Zoom webinar recording:
https://ubc.zoom.us/rec/share/QhwjMAhV1bVYpaqzdFPzqEqO2tFfaH0EujV6Rj1bj11IH-uOtn7W_Yy30m_c4tTm.EYNegCG4-7hFdBQO
Passcode: this recording is only available to members of the Biodiversity Research Centre. Please contact Katie Beall for the passcode
Title: Why mutualisms vary in quality, and why it matters
Abstract:
My lab studies the ecology and evolution of plant-animal and host-microbe mutualisms. There is growing appreciation for mutualism among biologists, in part thanks to microbiome science, which has revealed that microbes often positively contribute to the development, metabolism, immunity, or overall fitness of their hosts. The success of many microbiome therapies and applications is also predicated on their potential to benefit hosts, i.e., predicated on microbes being mutualistic, ideally across host genotypes and environments.
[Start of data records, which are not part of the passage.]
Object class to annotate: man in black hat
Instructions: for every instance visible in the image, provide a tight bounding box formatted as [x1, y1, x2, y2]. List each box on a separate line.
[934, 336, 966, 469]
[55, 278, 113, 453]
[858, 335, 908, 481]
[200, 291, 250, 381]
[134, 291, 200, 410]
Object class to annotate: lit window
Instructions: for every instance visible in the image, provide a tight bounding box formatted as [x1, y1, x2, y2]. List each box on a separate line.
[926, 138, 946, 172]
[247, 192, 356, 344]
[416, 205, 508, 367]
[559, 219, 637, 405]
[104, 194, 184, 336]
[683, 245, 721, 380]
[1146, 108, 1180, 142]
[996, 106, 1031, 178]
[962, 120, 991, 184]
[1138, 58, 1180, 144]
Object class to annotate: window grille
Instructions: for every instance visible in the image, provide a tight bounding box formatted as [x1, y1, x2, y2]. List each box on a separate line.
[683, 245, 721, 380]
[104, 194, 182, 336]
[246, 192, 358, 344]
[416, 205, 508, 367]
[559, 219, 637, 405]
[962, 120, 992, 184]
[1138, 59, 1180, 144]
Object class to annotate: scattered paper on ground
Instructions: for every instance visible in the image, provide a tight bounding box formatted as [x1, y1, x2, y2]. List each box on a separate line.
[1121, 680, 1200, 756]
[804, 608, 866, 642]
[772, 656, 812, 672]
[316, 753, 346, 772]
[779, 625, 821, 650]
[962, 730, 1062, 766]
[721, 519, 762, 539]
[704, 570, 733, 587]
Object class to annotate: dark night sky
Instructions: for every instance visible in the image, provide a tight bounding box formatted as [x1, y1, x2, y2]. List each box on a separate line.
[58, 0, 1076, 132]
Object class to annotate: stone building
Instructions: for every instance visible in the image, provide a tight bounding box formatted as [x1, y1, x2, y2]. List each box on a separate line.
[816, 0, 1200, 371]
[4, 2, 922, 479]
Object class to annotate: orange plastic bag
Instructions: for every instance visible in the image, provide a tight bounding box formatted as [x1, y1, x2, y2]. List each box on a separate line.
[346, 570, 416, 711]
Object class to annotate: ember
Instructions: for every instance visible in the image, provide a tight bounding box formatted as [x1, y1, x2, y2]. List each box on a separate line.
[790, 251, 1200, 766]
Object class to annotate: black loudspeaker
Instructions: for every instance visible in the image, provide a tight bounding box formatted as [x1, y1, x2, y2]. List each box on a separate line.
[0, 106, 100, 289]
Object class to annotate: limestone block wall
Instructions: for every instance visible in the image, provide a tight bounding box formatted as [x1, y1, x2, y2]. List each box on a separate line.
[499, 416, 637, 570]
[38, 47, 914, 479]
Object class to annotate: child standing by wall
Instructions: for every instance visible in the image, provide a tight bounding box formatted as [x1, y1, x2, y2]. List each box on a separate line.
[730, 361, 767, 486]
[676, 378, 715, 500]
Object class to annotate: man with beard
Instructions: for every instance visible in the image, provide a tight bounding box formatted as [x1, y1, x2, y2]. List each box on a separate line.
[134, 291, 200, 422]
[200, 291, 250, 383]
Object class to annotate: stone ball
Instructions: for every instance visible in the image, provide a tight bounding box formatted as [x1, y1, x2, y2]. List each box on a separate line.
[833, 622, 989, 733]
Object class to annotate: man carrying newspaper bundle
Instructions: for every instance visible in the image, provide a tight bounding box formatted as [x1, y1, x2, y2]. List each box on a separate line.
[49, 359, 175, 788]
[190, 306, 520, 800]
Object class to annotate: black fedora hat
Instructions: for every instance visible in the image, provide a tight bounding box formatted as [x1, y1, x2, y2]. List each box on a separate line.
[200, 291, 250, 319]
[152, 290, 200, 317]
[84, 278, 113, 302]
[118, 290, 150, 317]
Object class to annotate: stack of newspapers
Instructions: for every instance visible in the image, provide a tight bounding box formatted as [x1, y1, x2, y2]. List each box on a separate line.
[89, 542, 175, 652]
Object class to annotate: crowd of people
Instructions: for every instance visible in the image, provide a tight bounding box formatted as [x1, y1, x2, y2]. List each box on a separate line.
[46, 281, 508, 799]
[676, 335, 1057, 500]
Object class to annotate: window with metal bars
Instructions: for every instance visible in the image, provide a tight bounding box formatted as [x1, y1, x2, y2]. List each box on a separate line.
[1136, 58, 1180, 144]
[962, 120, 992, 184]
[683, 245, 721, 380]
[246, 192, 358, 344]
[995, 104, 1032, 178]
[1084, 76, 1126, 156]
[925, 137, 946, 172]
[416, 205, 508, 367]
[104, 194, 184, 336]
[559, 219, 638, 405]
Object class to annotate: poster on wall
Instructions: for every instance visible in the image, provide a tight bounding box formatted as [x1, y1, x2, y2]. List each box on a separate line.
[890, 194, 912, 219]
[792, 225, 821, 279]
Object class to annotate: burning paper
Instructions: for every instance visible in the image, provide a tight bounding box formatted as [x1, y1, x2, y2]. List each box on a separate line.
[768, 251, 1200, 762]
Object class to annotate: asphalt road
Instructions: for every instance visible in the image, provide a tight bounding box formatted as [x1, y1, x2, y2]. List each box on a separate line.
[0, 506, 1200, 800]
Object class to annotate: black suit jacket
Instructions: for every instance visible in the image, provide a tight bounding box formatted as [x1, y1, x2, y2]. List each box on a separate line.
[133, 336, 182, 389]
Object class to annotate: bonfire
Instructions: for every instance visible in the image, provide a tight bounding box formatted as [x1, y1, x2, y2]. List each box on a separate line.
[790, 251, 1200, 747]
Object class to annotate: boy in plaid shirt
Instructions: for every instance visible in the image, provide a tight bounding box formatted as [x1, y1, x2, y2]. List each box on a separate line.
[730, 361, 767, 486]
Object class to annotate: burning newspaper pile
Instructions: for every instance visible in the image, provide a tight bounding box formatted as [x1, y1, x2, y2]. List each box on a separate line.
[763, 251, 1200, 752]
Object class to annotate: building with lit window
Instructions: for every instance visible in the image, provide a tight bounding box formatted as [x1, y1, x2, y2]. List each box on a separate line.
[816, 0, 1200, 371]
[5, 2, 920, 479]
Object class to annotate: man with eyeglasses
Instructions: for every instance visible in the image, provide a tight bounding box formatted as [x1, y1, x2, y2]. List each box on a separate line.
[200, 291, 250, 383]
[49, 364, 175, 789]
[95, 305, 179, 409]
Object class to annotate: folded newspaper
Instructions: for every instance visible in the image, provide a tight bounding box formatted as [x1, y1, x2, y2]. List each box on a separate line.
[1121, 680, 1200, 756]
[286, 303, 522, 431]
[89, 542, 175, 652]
In this talk, I will describe the results of several recent projects investigating the ecological and evolutionary forces that make some partners better mutualists than others. First, I will discuss new work linking mutualist quality in a defensive ant-plant symbiosis to viral infection. Second, I will show how local adaptation of microbes to hosts leads to greater cooperation in the legume-rhizobium symbiosis. Finally, I will describe how microbiome community assembly and evolution affect stress tolerance and fitness in duckweeds, a system my lab is developing to conduct massively parallel, high-throughput host-microbiome experiments.